News 12 first @ five -- November 19, 2008
AUGUSTA, GA -- Cynthia Jennings spends her days teaching patients at doctor's hospital about the dangers of diabetes. She says it's important for people to learn because so many people have it and don't know.
"It is pretty serious type of disease that we don't pay that much attention to," said Cynthia.
So serious that 24 million Americans are affected by it; and 17 million are children.
"I'm seeing more in the adolescents, teen and early adulthood. We're seeing a bigger increase in that population," said Cynthia.
There are two kinds of diabetes. Type 1 also known as Juvenile and Type 2 which is mostly found in older adults.
"It can come from auto-immune viral attack on their pancreas and cause it not to function," said Cynthia.
Symptoms of juvenile diabetes include: frequent urination, blurred vision, weight loss, fatigue and the most common, extreme thirst.
"I've had people tell me they just can't get enough to drink a whole gallon of water at a time. So that's a big indicator when children are always thirsty, always thirsty," said Cynthia.
And gone untreated, Cynthia says type one can have damaging effects including heart and kidney failure; even nerve and brain damage.

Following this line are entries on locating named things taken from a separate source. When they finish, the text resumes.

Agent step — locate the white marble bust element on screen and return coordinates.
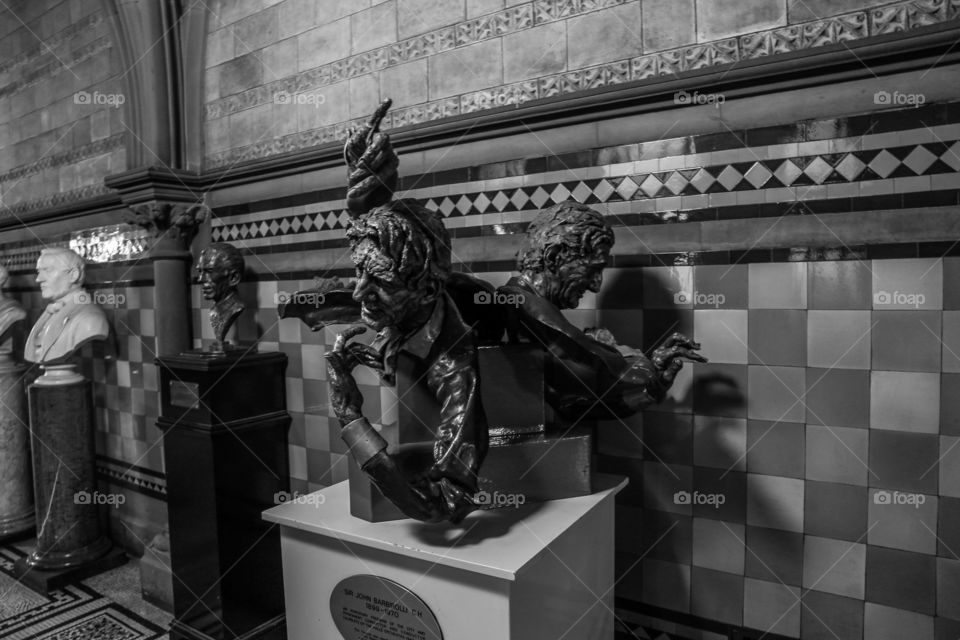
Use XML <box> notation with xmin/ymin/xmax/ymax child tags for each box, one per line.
<box><xmin>23</xmin><ymin>248</ymin><xmax>110</xmax><ymax>364</ymax></box>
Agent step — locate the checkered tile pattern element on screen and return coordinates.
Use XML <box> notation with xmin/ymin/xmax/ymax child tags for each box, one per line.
<box><xmin>212</xmin><ymin>126</ymin><xmax>960</xmax><ymax>242</ymax></box>
<box><xmin>592</xmin><ymin>258</ymin><xmax>960</xmax><ymax>639</ymax></box>
<box><xmin>216</xmin><ymin>258</ymin><xmax>960</xmax><ymax>640</ymax></box>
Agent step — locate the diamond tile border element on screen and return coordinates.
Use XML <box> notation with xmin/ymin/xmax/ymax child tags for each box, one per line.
<box><xmin>206</xmin><ymin>0</ymin><xmax>960</xmax><ymax>169</ymax></box>
<box><xmin>212</xmin><ymin>139</ymin><xmax>960</xmax><ymax>246</ymax></box>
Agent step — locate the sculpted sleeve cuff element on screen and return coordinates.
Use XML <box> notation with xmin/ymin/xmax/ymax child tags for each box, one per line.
<box><xmin>340</xmin><ymin>418</ymin><xmax>387</xmax><ymax>469</ymax></box>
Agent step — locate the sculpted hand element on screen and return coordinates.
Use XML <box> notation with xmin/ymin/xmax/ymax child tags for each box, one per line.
<box><xmin>343</xmin><ymin>99</ymin><xmax>400</xmax><ymax>215</ymax></box>
<box><xmin>650</xmin><ymin>333</ymin><xmax>707</xmax><ymax>384</ymax></box>
<box><xmin>326</xmin><ymin>325</ymin><xmax>367</xmax><ymax>425</ymax></box>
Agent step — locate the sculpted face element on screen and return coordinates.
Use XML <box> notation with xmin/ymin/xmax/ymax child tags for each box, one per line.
<box><xmin>197</xmin><ymin>249</ymin><xmax>240</xmax><ymax>302</ymax></box>
<box><xmin>37</xmin><ymin>255</ymin><xmax>79</xmax><ymax>300</ymax></box>
<box><xmin>547</xmin><ymin>245</ymin><xmax>610</xmax><ymax>309</ymax></box>
<box><xmin>353</xmin><ymin>240</ymin><xmax>426</xmax><ymax>331</ymax></box>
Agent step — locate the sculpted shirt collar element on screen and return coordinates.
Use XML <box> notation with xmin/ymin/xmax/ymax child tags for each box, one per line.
<box><xmin>371</xmin><ymin>293</ymin><xmax>447</xmax><ymax>380</ymax></box>
<box><xmin>46</xmin><ymin>289</ymin><xmax>93</xmax><ymax>315</ymax></box>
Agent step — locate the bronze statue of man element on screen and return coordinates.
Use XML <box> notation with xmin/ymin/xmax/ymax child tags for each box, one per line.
<box><xmin>197</xmin><ymin>242</ymin><xmax>244</xmax><ymax>352</ymax></box>
<box><xmin>327</xmin><ymin>200</ymin><xmax>487</xmax><ymax>522</ymax></box>
<box><xmin>498</xmin><ymin>201</ymin><xmax>706</xmax><ymax>419</ymax></box>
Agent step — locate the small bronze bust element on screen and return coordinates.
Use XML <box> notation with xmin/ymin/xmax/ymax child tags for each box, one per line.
<box><xmin>499</xmin><ymin>201</ymin><xmax>706</xmax><ymax>419</ymax></box>
<box><xmin>197</xmin><ymin>242</ymin><xmax>245</xmax><ymax>353</ymax></box>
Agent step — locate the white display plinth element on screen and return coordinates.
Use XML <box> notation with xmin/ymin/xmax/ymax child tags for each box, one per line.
<box><xmin>263</xmin><ymin>475</ymin><xmax>627</xmax><ymax>640</ymax></box>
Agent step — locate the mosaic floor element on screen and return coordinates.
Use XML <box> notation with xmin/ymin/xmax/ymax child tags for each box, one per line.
<box><xmin>0</xmin><ymin>545</ymin><xmax>170</xmax><ymax>640</ymax></box>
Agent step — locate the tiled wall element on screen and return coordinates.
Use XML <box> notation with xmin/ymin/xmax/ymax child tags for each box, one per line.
<box><xmin>201</xmin><ymin>96</ymin><xmax>960</xmax><ymax>640</ymax></box>
<box><xmin>204</xmin><ymin>0</ymin><xmax>960</xmax><ymax>168</ymax></box>
<box><xmin>604</xmin><ymin>258</ymin><xmax>960</xmax><ymax>639</ymax></box>
<box><xmin>0</xmin><ymin>0</ymin><xmax>127</xmax><ymax>214</ymax></box>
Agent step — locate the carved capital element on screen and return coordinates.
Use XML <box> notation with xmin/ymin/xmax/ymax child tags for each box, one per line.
<box><xmin>124</xmin><ymin>201</ymin><xmax>210</xmax><ymax>248</ymax></box>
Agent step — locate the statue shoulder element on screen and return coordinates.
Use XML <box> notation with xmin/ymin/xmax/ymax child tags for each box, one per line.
<box><xmin>70</xmin><ymin>304</ymin><xmax>110</xmax><ymax>335</ymax></box>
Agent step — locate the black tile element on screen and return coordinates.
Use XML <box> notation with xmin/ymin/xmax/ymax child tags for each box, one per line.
<box><xmin>745</xmin><ymin>122</ymin><xmax>807</xmax><ymax>147</ymax></box>
<box><xmin>688</xmin><ymin>364</ymin><xmax>747</xmax><ymax>418</ymax></box>
<box><xmin>746</xmin><ymin>526</ymin><xmax>803</xmax><ymax>586</ymax></box>
<box><xmin>868</xmin><ymin>429</ymin><xmax>940</xmax><ymax>494</ymax></box>
<box><xmin>866</xmin><ymin>545</ymin><xmax>937</xmax><ymax>615</ymax></box>
<box><xmin>805</xmin><ymin>368</ymin><xmax>870</xmax><ymax>429</ymax></box>
<box><xmin>850</xmin><ymin>194</ymin><xmax>903</xmax><ymax>211</ymax></box>
<box><xmin>643</xmin><ymin>412</ymin><xmax>693</xmax><ymax>465</ymax></box>
<box><xmin>940</xmin><ymin>372</ymin><xmax>960</xmax><ymax>438</ymax></box>
<box><xmin>937</xmin><ymin>496</ymin><xmax>960</xmax><ymax>560</ymax></box>
<box><xmin>867</xmin><ymin>242</ymin><xmax>918</xmax><ymax>260</ymax></box>
<box><xmin>747</xmin><ymin>420</ymin><xmax>805</xmax><ymax>478</ymax></box>
<box><xmin>803</xmin><ymin>482</ymin><xmax>869</xmax><ymax>542</ymax></box>
<box><xmin>642</xmin><ymin>509</ymin><xmax>693</xmax><ymax>564</ymax></box>
<box><xmin>693</xmin><ymin>467</ymin><xmax>747</xmax><ymax>524</ymax></box>
<box><xmin>692</xmin><ymin>131</ymin><xmax>746</xmax><ymax>153</ymax></box>
<box><xmin>800</xmin><ymin>589</ymin><xmax>863</xmax><ymax>640</ymax></box>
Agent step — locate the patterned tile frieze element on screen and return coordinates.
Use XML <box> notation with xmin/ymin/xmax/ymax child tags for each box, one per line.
<box><xmin>207</xmin><ymin>0</ymin><xmax>960</xmax><ymax>168</ymax></box>
<box><xmin>212</xmin><ymin>127</ymin><xmax>960</xmax><ymax>241</ymax></box>
<box><xmin>206</xmin><ymin>0</ymin><xmax>540</xmax><ymax>120</ymax></box>
<box><xmin>0</xmin><ymin>133</ymin><xmax>123</xmax><ymax>183</ymax></box>
<box><xmin>206</xmin><ymin>0</ymin><xmax>639</xmax><ymax>119</ymax></box>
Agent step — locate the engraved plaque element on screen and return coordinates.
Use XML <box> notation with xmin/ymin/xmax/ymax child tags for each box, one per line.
<box><xmin>330</xmin><ymin>575</ymin><xmax>443</xmax><ymax>640</ymax></box>
<box><xmin>170</xmin><ymin>380</ymin><xmax>200</xmax><ymax>409</ymax></box>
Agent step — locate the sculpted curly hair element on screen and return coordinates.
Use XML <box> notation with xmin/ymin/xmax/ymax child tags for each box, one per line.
<box><xmin>347</xmin><ymin>199</ymin><xmax>451</xmax><ymax>291</ymax></box>
<box><xmin>517</xmin><ymin>200</ymin><xmax>613</xmax><ymax>273</ymax></box>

"If their blood sugar is high enough and get to where they have ketoacidosis, they have symptoms of nausea and vomiting and that's getting into a pretty serious level in terms of blood sugar," said Cynthia.
Cynthia says it's a growing epidemic that can be stopped if we all take notice.
Normal blood sugar for children ranges from 150-180.If you'd like to have your child tested, all you have to do is call your doctor and a simple blood test will let you know if they're at risk.